Flowers in the water. Someone had scattered blue flowers that swirled in the turbulence left by the wheel, and the rays of the sun came through the canopy of the trees and turned the surface of the water into patterns of silver and blue, light and flowers, water and forget-me-nots. The bright light dimmed as a cloud crossed the sun, and the water was suddenly transparent, the stones on the wall beneath the water a soft yellow, the fronds of the fern dancing where they dipped below the surface. There was her reflection again, staring up at her from deep down, down beneath the wheel, down in the shadows, in the darkness. But the face was a bleached white, the eyes blank, staring, and the hair waving in the current was pale gold.
She didn’t remember climbing back out of the yard. She didn’t remember stopping the cyclist on the path. She just remembered sitting on the dry and stony ground, her back pressed against the wall as the feet ran past her.
Lucy. Lucy in the water under the churning wheel.
The body of the young woman had been pulled partly into the conduit that took the water back into the stream. A diver had gone down into the narrow space to free her from the grip of the water, so that they could, slowly and carefully, lift her out. The forget-me-nots caught in her hair and stuck to her face as she came out of the water. There were red marks around her mouth and, as her head lolled back against the man lifting her, a trickle of bloodstained water ran down her face. Suspicious death. She was young: seventeen, eighteen? She was wearing a T-shirt, nothing on her feet.

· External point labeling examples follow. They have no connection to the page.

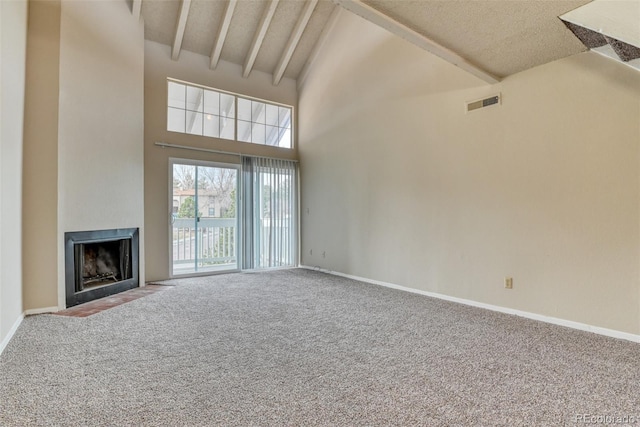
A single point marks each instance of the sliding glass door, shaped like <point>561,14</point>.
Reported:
<point>204,220</point>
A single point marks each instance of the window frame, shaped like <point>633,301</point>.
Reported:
<point>236,120</point>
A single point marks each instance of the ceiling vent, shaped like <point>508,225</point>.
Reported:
<point>482,103</point>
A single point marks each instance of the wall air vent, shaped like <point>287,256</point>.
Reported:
<point>482,103</point>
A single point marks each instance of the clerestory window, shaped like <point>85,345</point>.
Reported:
<point>208,112</point>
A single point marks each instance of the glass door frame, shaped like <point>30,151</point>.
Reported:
<point>238,235</point>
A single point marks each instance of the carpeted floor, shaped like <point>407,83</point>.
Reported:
<point>301,348</point>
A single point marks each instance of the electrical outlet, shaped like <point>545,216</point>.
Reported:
<point>508,282</point>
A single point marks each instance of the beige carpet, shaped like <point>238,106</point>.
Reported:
<point>301,348</point>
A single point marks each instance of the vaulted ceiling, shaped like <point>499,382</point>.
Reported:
<point>489,38</point>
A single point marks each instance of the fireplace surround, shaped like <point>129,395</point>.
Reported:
<point>100,263</point>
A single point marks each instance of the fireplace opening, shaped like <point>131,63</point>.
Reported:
<point>100,263</point>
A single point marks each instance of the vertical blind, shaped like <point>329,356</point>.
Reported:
<point>269,215</point>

Detective Inspector Steve McCarthy looked away, at the scene around him. The wheel was still and silent. There was a smell of damp stone and wood in the air, of weed and stagnant water. The yard was fading into shadows as the sun sank lower behind the trees. A breeze blew, and the trees sighed and rustled, sending the shadows chasing across the flagstones. The flagstones of the yard were mossy and overgrown. The scene-of-crime team were already going over the ground and the wheel, looking for traces of the person or the people who had dumped the girl in the water, who had set the mechanisms going. McCarthy frowned. He couldn’t understand the turning wheel. It had attracted attention to the place.